# Build locality terms from the BELS gazetteer

BELS has a different goal than Digi-Leap BELS is trying to pinpoint latitudes and longitudes from strings and Digi-Leap is parsing strings that may then be fed into BELS. I'm taking the data from BELS and trying to reduce it to a smaller number of patterns that can be fed into spaCy rule parsers.

In [1]:
import csv
import html
import sqlite3
import unicodedata as uni
from collections import defaultdict, namedtuple
from multiprocessing import Pool
from pathlib import Path

import pandas as pd
import regex as re
import spacy
from flora.pylib.traits import terms as f_terms
from tqdm.notebook import tqdm
from traiter.pylib import term_util as tu
from traiter.pylib.pipes import extensions, tokenizer
from traiter.pylib.traits import terms as t_terms

In [2]:
DATA_DIR = Path("..") / "data"

PROCESSES = 16  # Number of parallel processes

In [3]:
Location = namedtuple("Location", "loc add error")

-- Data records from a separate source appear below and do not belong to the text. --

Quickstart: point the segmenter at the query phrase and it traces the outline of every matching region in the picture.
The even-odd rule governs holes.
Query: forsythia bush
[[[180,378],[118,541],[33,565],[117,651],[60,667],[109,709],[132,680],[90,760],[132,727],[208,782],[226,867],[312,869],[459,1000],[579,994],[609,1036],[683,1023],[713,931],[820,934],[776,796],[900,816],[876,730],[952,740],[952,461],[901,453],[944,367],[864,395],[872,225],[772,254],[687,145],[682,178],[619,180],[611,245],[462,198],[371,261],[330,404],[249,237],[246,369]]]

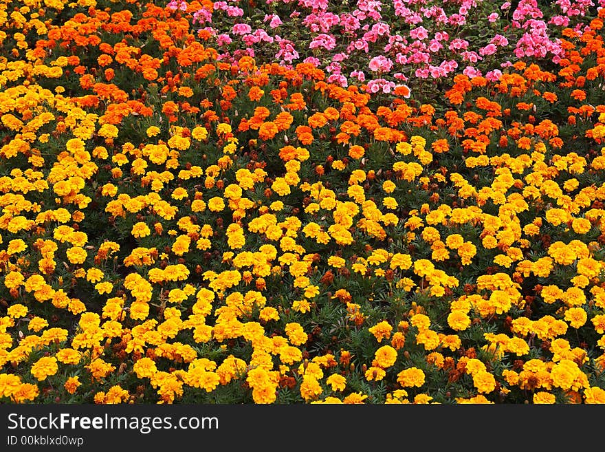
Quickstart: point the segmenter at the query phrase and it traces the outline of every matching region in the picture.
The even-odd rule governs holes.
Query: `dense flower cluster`
[[[605,402],[605,9],[430,3],[0,0],[0,401]]]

## BELS localities given to me

In [4]:
BELS = DATA_DIR / "bels"
BELS_DB = BELS / "localities.sqlite"
BELS_ORI = BELS / "original"
BELS_TEMP = BELS / "temp"

LOCALITIES = BELS / "locality_terms.csv"

## Setup spaCy

In [5]:
extensions.add_extensions()
nlp = spacy.load("en_core_web_md", exclude=["ner"])
tokenizer.setup_tokenizer(nlp)

## Save raw data

In [6]:
def get_raw_data():
    paths = sorted(BELS_ORI.glob("*.csv.gz"))

    if_exists = "replace"

    with sqlite3.connect(BELS_DB) as cxn:
        for path in tqdm(paths):
            df = pd.read_csv(path)

            locs = df["v_locality"]
            locs.to_sql("raw", cxn, index=False, if_exists=if_exists)

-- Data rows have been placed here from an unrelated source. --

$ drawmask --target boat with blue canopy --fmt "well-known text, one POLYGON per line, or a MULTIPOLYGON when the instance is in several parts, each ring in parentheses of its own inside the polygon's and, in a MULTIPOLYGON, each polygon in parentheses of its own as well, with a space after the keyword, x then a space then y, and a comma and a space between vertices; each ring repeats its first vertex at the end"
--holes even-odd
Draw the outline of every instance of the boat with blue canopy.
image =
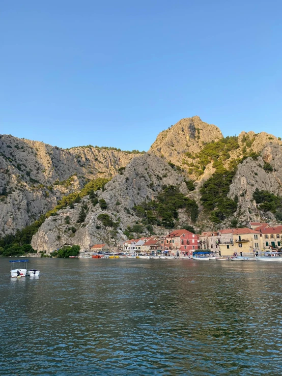
POLYGON ((198 261, 209 261, 215 259, 214 253, 212 252, 193 252, 193 259, 198 261))
POLYGON ((27 265, 29 260, 13 260, 11 263, 11 276, 14 278, 25 277, 27 274, 27 265), (17 268, 15 267, 18 267, 17 268))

            if_exists = "append"


# get_raw_data()

## Basic locality normalization

See [here](https://en.wikipedia.org/wiki/Unicode_character_property) for a description of the character class abbreviations.

The raw localities are rough, perform some simple steps to improve them.

In [7]:
TOO_SHORT = 3

PUNCT = """[&%$#!*,/;.:?'"_-]+"""

SUBS = [
    # Agressively remove brackets
    (re.compile(r" [()\[\]\{\}]+ ", flags=re.X), " "),
    # Like (...)
    (re.compile(rf"\(+ {PUNCT} \)+", flags=re.X), " "),
    # Like (9)
    (re.compile(r"\(+ \s* \d* \s* \)+ ", flags=re.X), " "),
    # Lat/long
    (re.compile(r"\(? [\d.-]+ [\s,]+ [\d.-]+ \)?", flags=re.X), " "),
    # CSV delimiters? The question marks are odd, I admit
    (re.compile(r"[.,?]{2,}"), " "),
    # Enclosing quotes
    (re.compile(r"""^ [({\['"/] \s* (.+) \s* [\]})'"/] $""", flags=re.X), r"\1"),
    # Leading PUNCT
    (re.compile(rf"^( \s* {PUNCT} \s* )+", flags=re.X), " "),
    # Trailing PUNCT
    (re.compile(rf"( \s* {PUNCT} \s* )+ $", flags=re.X), " "),
    # Handle contractions & possesives
    (re.compile(r" \s ( '[st] ) ", flags=re.X), r"\1"),
    # Handle abbreviations
    (re.compile(r" ([\p{L}\p{M}]{1,4}) \s ( \. ) ", flags=re.X), r"\1\2"),
    # Handle periods
    (re.compile(r" ([\p{L}\p{M}]{5,}) ( \. ) ", flags=re.X), r"\1 \2"),
    # Remove back slashes
    (re.compile(r"\\", flags=re.X), ""),
]

# Character classes
CONTROLS = " Cc Cf Cs Co Cn ".split()  # All control characters
SYMBOLS = " Sc ".split()  # Currency symbols
SEPARATORS = " Zl Zp ".split()  # Line & paragraph separators
REMOVE = CONTROLS + SYMBOLS + SEPARATORS

# Spacy POS tags
POS_ALIAS = " CCONJ DET NUM SCONJ ".split()

In [8]:
def substitute(loc, subs):
    prev = ""
    while prev != loc:
        prev = loc
        for regexp, repl in subs:
            loc = regexp.sub(repl, loc)
            loc = loc.strip()
    return loc

In [9]:
def normalize_location(loc):
    try:
        # Replace HTML entities
        loc = html.unescape(loc)

        # Lower case the string
        loc = loc.lower()

        # Remove control characters & some punct
        loc = [" " if uni.category(c) in REMOVE else c for c in loc]
        loc = "".join(loc)

        # Normalize chars to ASCII
        loc = uni.normalize("NFKD", loc)

        # Do some replacements
        loc = substitute(loc, SUBS)

        # Normalize spaces
        loc = " ".join(loc.split())

        # Too short
        if len(loc) <= TOO_SHORT:
            raise ValueError

        # Add it
        return Location(loc=loc, add=1, error=0)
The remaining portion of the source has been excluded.